The burn today is a pale reflection of its past glory, with wholesale disappearance of creatures, often littered and now more of a ditch than a stream, having suffered from drainage work on the moor, inexplicably fenced off from the cattle which can no longer come down to drink and clear areas of now choked vegetation at the edge of the burn. The current ecological, pollution and climate crisis all seemed to be reflected in the burn’s demise, with the pandemic adding an apocalyptic edge.
There was still anticipation though, as the daughter and I arrived at the burn in the beautiful spring weather, a Chiffchaff calling as we stooped under the wire fence into the steep-sided valley bottom of the burn, proof of its ancient existence and now an oasis of warm and sunny calm, an orange tip butterfly dancing in welcome. A wren bugled its presence and a Blackcap added its rich fluty song. The classic song of an English spring, the soothing lilt of the Willow warbler, which had been present in numbers in previous springs, was missing, and strangely remained absent that season. This lovely spot next to the burn was to be our saviour over the spring, and after flexing lockdown rules with a quick cup of tea, we headed home.

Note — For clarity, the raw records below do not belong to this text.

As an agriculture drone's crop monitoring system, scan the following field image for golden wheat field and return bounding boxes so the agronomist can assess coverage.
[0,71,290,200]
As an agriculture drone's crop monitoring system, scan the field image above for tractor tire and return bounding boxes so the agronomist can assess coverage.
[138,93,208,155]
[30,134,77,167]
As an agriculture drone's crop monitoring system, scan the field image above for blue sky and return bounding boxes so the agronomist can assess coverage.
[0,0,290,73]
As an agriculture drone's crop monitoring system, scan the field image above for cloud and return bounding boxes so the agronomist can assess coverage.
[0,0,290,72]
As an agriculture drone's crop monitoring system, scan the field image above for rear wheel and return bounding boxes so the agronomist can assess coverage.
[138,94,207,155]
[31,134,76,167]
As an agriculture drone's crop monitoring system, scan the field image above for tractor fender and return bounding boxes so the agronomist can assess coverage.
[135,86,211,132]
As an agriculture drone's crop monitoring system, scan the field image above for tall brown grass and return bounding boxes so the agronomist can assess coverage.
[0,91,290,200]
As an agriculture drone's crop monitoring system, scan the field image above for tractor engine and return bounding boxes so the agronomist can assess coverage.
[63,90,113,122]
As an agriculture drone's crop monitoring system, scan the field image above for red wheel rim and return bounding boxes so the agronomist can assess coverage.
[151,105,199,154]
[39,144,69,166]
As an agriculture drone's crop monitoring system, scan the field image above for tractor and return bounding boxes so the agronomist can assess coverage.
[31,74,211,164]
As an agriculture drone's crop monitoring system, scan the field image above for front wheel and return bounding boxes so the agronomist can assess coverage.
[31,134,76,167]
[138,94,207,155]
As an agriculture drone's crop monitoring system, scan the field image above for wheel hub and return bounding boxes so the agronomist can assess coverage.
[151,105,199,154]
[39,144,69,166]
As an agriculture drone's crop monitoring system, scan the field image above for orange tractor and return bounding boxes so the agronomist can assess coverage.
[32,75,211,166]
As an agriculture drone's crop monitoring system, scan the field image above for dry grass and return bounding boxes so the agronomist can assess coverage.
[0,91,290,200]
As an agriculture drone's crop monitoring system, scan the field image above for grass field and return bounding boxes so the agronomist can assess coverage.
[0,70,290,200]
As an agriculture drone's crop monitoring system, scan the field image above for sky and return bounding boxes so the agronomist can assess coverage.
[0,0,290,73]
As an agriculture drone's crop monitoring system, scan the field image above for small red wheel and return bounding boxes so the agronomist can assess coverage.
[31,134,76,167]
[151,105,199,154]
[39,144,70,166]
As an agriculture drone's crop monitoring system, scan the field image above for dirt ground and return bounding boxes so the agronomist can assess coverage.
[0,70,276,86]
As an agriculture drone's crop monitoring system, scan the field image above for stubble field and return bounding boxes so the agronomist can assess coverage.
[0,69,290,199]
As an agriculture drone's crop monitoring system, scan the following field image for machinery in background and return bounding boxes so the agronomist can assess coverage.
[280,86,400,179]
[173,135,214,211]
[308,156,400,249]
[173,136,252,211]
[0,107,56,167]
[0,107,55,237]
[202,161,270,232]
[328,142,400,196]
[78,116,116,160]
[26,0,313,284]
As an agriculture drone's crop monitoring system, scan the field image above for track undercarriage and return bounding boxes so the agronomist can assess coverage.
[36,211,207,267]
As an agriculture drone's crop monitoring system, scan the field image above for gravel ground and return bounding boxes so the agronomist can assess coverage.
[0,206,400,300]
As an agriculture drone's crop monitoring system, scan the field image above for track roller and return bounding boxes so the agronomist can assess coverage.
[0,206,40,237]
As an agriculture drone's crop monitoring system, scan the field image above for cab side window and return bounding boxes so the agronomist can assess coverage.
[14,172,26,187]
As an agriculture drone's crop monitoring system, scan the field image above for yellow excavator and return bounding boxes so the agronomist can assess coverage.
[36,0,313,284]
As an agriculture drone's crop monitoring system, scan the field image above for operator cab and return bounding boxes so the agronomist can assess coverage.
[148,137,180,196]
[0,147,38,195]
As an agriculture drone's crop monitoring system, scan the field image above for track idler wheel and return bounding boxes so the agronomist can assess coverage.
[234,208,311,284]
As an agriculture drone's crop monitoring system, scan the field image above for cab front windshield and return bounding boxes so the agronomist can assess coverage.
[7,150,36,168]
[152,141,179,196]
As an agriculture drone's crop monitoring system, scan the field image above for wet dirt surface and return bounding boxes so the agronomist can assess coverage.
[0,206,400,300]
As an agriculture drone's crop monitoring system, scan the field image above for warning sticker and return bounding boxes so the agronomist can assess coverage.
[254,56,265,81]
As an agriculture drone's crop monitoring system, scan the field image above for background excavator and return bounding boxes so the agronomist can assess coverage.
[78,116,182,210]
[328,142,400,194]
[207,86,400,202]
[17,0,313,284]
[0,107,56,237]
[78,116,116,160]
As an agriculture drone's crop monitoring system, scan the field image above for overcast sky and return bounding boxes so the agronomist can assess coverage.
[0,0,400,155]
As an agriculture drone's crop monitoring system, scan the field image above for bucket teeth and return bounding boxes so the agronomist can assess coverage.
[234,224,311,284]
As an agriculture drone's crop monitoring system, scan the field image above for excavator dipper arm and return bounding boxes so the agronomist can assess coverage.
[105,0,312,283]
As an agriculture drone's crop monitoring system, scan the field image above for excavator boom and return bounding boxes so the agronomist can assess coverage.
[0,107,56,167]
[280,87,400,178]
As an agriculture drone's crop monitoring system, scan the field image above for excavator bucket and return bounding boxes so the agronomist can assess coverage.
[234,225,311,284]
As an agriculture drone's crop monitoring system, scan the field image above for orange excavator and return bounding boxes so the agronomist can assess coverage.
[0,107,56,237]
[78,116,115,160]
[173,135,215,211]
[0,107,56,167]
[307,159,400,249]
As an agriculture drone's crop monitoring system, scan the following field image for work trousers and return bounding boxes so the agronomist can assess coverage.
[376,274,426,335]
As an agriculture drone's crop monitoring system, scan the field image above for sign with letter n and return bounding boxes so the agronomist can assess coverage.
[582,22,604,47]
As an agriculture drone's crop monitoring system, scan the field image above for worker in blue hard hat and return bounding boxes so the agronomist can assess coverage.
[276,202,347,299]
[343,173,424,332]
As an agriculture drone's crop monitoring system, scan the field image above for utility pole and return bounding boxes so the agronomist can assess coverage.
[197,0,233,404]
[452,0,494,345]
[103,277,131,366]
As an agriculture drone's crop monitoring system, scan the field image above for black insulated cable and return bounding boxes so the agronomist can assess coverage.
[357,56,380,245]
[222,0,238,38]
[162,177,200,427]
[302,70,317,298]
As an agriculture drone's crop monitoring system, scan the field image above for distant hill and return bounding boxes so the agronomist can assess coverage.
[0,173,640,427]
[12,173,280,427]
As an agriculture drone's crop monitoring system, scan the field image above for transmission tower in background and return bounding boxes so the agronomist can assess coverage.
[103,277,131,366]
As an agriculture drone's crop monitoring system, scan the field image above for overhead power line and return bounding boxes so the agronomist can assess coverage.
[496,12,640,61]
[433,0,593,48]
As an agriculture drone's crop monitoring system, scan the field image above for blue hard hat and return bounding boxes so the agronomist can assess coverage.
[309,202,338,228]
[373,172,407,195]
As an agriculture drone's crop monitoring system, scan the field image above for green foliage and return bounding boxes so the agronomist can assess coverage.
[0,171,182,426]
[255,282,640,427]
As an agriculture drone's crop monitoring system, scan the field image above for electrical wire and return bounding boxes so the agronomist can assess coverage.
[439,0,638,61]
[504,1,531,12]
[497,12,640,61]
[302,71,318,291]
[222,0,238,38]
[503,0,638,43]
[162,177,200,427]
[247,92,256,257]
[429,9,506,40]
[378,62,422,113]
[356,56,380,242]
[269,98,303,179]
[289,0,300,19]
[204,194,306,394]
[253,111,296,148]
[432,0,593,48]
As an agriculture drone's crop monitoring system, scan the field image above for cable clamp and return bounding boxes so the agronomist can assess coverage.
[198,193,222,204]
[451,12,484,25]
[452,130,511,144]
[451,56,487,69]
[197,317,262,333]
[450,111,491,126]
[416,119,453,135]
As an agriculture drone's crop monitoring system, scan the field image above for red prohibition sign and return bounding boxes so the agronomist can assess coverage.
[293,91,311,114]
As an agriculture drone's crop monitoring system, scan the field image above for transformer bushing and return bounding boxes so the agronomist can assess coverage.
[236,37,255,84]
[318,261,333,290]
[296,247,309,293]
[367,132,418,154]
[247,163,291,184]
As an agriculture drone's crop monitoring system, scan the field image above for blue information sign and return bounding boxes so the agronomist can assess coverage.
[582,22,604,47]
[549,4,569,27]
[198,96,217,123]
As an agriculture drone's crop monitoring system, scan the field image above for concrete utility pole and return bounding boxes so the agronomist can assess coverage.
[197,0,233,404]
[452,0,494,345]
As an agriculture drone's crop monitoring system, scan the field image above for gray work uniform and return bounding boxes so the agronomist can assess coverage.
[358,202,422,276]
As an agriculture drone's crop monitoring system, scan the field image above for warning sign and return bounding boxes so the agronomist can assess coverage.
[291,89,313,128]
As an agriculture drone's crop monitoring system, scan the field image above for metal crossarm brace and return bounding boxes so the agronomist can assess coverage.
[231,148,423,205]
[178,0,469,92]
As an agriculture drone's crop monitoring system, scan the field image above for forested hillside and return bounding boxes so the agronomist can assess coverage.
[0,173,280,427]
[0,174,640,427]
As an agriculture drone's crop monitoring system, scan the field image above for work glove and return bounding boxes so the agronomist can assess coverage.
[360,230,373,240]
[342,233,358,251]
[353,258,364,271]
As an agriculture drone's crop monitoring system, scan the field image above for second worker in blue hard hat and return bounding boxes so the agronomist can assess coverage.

As footfall increased on the moor, I turned for solace to my garden, partially rewilded already, the pond a great success. Lockdown certainly made me focus on the minutiae as insects stopped to drink. Highlights were the leafcutter bee, slicing discs off its preferred leaf (Kerria), and a Bee fly soaking up warm rays on the log pile – we’re they always around I asked myself but had confinement focused me to see them? I certainly consider myself fortunate to have these places, and an appreciation of nature, which has helped me through testing times.